Formulation of the principle in the classical complex case
Given an open set and to a series of harmonic functions which anwachse pointwise monotone:
Be for
Be more
And
Then:
Generalization to higher dimensions
As Axel Harnack suggests itself, the corresponding principle for very similar formulation applies also for the case of harmonic functions on open sets. Here the proof is based on the n- dimensional version of the Harnack inequality.
Swell
Original Article
- Axel Harnack: existence proofs for the theory of the potential in the plane and in space. In: Ber. Verhandl. Kings. Saxon. Gesell. Wiss. Leipzig. 1886, pp. 144-169.
Monographs
- Lars Valerian Ahlfors: Complex Analysis. An Introduction to the Theory of Analytic Functions of One Complex Variable. 3rd edition. McGraw- Hill, New York [ua ] 1979, ISBN 0-07-000657-1.

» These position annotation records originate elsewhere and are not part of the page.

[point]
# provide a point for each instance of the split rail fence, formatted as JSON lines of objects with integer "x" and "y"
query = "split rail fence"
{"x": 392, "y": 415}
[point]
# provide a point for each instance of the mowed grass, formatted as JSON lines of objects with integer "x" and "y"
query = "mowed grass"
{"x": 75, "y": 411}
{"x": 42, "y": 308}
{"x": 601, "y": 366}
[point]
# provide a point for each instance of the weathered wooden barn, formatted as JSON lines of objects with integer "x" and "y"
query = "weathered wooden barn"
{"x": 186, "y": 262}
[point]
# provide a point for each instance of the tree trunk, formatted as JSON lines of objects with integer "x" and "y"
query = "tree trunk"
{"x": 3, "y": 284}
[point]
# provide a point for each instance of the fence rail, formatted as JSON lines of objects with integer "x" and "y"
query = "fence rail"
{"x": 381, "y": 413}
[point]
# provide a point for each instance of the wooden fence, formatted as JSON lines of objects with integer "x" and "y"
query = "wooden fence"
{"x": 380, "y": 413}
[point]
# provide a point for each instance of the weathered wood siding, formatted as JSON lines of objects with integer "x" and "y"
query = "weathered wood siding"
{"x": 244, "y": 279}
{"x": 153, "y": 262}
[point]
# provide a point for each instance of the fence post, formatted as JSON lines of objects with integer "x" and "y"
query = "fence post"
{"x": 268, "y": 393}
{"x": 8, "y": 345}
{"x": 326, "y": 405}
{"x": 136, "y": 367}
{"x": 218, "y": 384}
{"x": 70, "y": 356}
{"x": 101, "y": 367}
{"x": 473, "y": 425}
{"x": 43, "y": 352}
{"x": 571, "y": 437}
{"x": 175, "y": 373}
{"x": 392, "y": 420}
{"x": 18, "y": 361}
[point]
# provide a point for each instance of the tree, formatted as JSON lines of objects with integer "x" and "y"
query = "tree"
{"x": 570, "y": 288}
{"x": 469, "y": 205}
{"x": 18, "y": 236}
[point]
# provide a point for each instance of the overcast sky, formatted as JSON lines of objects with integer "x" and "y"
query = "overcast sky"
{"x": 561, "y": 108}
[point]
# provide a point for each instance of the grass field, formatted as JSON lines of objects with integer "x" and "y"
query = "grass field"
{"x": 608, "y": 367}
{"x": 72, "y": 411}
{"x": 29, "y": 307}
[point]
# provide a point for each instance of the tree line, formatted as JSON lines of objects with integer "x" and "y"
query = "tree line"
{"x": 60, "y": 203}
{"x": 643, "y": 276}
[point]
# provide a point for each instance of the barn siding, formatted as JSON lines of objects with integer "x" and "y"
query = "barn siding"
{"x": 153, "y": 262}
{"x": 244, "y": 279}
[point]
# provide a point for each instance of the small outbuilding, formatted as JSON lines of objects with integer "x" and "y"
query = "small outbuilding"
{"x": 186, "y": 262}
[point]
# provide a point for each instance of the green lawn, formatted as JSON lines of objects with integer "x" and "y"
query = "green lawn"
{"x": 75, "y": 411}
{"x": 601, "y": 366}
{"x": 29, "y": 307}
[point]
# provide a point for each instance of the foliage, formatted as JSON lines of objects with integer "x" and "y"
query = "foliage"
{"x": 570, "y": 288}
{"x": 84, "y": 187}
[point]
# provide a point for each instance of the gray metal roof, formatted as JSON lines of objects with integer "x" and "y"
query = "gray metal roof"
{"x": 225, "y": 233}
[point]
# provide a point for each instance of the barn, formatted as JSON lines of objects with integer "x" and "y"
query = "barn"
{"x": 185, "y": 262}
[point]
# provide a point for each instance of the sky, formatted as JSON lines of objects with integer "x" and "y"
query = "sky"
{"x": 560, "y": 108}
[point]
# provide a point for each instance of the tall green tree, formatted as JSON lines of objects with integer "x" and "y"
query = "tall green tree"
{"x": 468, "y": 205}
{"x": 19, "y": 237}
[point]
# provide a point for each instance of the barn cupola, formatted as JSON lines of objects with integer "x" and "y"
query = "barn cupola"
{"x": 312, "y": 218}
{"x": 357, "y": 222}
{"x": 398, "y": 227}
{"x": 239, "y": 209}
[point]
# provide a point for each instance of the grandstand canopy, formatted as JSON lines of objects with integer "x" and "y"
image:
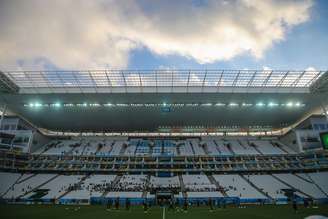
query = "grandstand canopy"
{"x": 113, "y": 100}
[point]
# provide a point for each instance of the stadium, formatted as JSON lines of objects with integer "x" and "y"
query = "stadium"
{"x": 164, "y": 143}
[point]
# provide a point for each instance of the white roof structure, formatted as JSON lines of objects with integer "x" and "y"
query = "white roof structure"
{"x": 135, "y": 81}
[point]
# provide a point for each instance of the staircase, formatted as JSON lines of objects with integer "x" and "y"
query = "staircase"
{"x": 217, "y": 146}
{"x": 192, "y": 147}
{"x": 256, "y": 148}
{"x": 254, "y": 186}
{"x": 11, "y": 186}
{"x": 318, "y": 186}
{"x": 123, "y": 149}
{"x": 241, "y": 144}
{"x": 145, "y": 191}
{"x": 178, "y": 149}
{"x": 220, "y": 188}
{"x": 182, "y": 186}
{"x": 69, "y": 190}
{"x": 204, "y": 147}
{"x": 113, "y": 185}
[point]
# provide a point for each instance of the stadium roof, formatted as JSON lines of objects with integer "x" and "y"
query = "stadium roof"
{"x": 117, "y": 101}
{"x": 138, "y": 80}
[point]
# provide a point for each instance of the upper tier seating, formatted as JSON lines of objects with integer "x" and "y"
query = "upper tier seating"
{"x": 131, "y": 183}
{"x": 321, "y": 179}
{"x": 198, "y": 183}
{"x": 26, "y": 185}
{"x": 164, "y": 182}
{"x": 60, "y": 185}
{"x": 267, "y": 148}
{"x": 269, "y": 185}
{"x": 93, "y": 186}
{"x": 7, "y": 180}
{"x": 308, "y": 188}
{"x": 236, "y": 186}
{"x": 159, "y": 147}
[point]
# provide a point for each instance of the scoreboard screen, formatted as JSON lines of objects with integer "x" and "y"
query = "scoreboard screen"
{"x": 324, "y": 140}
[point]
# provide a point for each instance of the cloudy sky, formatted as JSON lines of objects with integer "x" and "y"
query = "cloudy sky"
{"x": 152, "y": 34}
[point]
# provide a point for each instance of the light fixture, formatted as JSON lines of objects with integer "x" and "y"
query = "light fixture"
{"x": 272, "y": 104}
{"x": 289, "y": 104}
{"x": 57, "y": 104}
{"x": 233, "y": 104}
{"x": 220, "y": 104}
{"x": 260, "y": 104}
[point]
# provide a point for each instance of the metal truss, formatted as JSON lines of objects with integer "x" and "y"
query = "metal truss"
{"x": 162, "y": 78}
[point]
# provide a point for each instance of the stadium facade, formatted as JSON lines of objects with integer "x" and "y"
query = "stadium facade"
{"x": 246, "y": 136}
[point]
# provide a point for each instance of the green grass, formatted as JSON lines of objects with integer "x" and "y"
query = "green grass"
{"x": 99, "y": 212}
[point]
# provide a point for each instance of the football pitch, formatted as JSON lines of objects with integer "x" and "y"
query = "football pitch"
{"x": 137, "y": 212}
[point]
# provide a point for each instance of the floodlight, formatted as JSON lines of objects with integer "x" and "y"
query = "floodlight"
{"x": 260, "y": 104}
{"x": 289, "y": 104}
{"x": 220, "y": 104}
{"x": 233, "y": 104}
{"x": 272, "y": 104}
{"x": 37, "y": 104}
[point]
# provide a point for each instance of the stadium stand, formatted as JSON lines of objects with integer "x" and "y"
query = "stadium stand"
{"x": 197, "y": 145}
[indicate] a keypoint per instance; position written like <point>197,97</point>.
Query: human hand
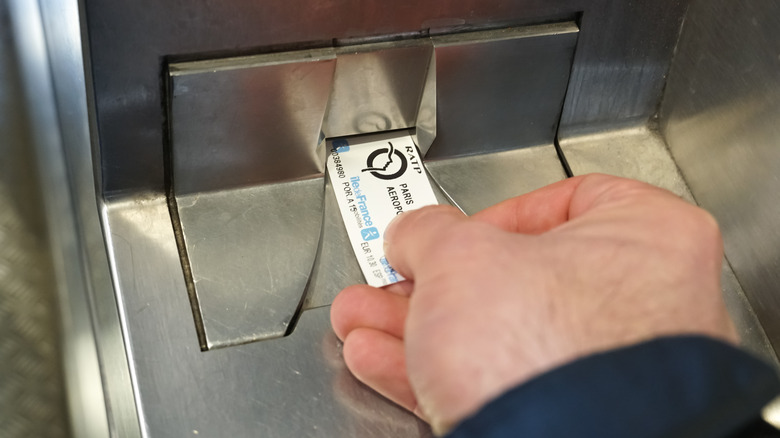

- Sheldon Axler; Paul Bourdon; Wade Ramey: Harmonic Function Theory. Springer -Verlag, Berlin [ ua] 1992, ISBN 3-540-97875-5.
- Eberhard Friday: Function Theory 2 ( = Springer - Lehrbuch ). Springer -Verlag, Berlin [ ua] 2009, ISBN 978-3-540-87899-5.
- WK Hayman and PB Kennedy, Subharmonic functions. Volume I (= L. M. S. Monographs. 9). Academic Press, London [ et al ] 1976.
- Rolf Nevanlinna and Paatero Veikko: Introduction to the theory of functions ( = textbooks and monographs in the field of exact sciences: Mathematical number 30. ). Birkhauser Verlag, Basel and Stuttgart, 1965.
- Walter Rudin: Real and Complex Analysis. 2nd revised edition. Oldenbourg Verlag, Munich 2009, ISBN 978-3-486-59186-6.